From packages to a repo grade
A repo is more than the average of its parts, so the aggregate is a weighted mean: direct dependencies count three times as much as transitive ones, because they are the ones you chose and control.
Two ceilings then apply, and they only ever lower a grade, never raise it:
- A direct dependency with an unfixed critical vulnerability caps the repo at C (79).
- A direct dependency that is deprecated caps the repo at B (89).
Both are reported only when they actually changed the result, so you never see “capped at B” sitting next to a C.
When we do not know enough to grade
Sometimes we cannot score every dependency in a repo (a package’s metadata is too large to fetch inside our limits, for example). We would rather admit that than paper over it with a confident letter. So we always show how many of a repo’s dependencies were actually scored, as a plain “N of M scored” line on the result. And coverage gates the grade itself: if the dependencies we chose and control most directly were not scored, or if we could only see a fraction of the tree, we withhold the letter entirely and say why, rather than publish a top grade that secretly rests on a sliver of the data. A withheld grade is never worse than a false one. A confident A means we saw enough to earn it.
A worked example
Take a single package with three real signals against it:
- One high-severity open advisory affecting the installed version: minus 25.
- A single maintainer: minus 3.
- Last publish 14 months ago, so over the 12-month line but under 24: minus 4.

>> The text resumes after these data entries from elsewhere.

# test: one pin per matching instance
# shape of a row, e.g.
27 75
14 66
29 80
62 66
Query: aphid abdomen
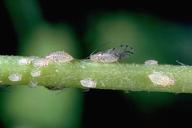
104 58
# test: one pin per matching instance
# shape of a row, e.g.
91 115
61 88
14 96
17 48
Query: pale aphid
112 55
59 56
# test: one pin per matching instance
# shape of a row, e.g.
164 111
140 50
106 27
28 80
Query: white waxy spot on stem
24 61
151 62
33 84
42 62
15 77
59 56
161 79
88 82
35 73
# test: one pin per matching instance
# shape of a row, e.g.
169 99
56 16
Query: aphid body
112 55
59 56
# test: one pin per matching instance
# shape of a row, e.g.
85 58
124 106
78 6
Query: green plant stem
116 76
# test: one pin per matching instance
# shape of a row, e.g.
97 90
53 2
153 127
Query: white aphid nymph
112 55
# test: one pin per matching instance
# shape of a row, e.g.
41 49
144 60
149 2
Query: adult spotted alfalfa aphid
112 55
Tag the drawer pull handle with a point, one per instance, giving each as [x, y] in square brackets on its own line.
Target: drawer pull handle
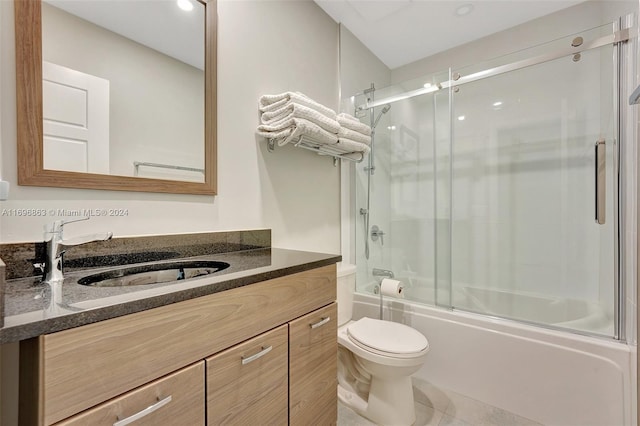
[320, 323]
[253, 357]
[150, 409]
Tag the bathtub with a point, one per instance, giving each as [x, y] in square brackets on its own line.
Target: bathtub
[552, 377]
[573, 314]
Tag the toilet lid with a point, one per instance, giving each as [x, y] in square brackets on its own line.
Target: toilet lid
[387, 336]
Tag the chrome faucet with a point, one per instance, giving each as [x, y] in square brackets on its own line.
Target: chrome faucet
[56, 246]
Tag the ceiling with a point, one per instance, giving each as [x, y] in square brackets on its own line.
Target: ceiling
[399, 32]
[158, 24]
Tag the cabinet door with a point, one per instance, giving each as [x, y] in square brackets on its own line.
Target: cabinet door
[313, 352]
[177, 400]
[247, 384]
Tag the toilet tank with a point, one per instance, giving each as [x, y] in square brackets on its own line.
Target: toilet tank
[346, 287]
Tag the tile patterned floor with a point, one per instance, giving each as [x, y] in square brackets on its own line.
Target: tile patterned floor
[438, 407]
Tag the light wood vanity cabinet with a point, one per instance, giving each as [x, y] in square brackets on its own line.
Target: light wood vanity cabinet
[74, 374]
[249, 382]
[175, 400]
[313, 376]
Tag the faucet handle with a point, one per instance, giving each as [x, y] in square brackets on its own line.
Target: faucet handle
[87, 239]
[57, 225]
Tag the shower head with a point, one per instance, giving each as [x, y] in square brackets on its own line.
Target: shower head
[385, 109]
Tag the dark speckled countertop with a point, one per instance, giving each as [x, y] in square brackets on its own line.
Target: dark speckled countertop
[32, 308]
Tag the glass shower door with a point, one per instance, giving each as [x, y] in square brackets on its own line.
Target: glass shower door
[533, 157]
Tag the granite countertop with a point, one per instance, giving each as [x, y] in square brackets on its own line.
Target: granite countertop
[32, 308]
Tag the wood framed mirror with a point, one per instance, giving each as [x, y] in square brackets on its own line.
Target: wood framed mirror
[30, 137]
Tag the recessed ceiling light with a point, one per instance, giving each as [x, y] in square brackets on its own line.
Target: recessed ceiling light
[185, 5]
[463, 10]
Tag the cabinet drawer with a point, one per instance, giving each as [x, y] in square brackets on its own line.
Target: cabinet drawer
[175, 400]
[248, 383]
[85, 366]
[313, 383]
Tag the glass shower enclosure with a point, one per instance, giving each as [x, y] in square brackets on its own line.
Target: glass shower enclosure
[495, 188]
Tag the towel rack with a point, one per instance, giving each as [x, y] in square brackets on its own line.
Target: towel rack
[310, 144]
[137, 164]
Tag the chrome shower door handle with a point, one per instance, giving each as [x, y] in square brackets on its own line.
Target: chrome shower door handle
[376, 233]
[601, 181]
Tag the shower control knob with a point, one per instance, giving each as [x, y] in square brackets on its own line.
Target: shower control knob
[376, 233]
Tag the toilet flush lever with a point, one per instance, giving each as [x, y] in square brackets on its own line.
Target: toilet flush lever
[376, 233]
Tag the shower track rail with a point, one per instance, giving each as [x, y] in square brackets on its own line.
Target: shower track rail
[457, 79]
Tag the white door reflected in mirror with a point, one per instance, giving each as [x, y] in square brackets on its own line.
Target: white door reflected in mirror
[151, 55]
[75, 112]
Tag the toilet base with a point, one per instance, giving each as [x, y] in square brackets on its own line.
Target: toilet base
[390, 401]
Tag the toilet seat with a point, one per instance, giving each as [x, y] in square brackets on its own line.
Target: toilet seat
[387, 338]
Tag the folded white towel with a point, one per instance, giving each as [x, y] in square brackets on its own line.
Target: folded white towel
[350, 122]
[286, 131]
[294, 110]
[353, 135]
[347, 145]
[273, 102]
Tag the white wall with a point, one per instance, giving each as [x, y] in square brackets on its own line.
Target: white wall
[156, 102]
[264, 48]
[565, 22]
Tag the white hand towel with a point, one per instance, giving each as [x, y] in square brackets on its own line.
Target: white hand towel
[273, 102]
[353, 135]
[288, 130]
[350, 122]
[294, 110]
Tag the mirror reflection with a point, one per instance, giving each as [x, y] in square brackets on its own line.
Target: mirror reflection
[124, 88]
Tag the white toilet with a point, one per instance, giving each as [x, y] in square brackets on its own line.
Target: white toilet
[376, 359]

Start at 100, subtract 25, 3, and 4. The score is 68, which is a C. Not an F, because a single high-severity advisory on an otherwise maintained package is a “look at this,” not a “rip it out.” Not a B, because an open high-severity advisory is real and should cost something visible. Every deduction is itemized on the result page, so you see the 25, the 3, and the 4, not just the letter.
Now put that package in a repo as a direct dependency. Its C pulls on the weighted mean three times harder than any transitive package would. If instead that high advisory were a critical one with no fix available, the repo grade would be capped at C outright, regardless of how clean everything else is.
Why publish the formula
Because a grade you cannot audit is just an opinion with a font. The entire model fits in one table, every input is public data you can verify yourself, and every deduction is shown on the page. If you think a weight is wrong, you can see precisely which one and by how much. That is the point of a grade instead of a wall of output: not to hide the reasoning, but to compress it to something you can act on in a glance, with the full reasoning one click away.
DepGrade is a free, no-signup tool that grades npm dependency risk. This post describes the scoring model as of July 2026; the weights are versioned and any change is dated on the result pages.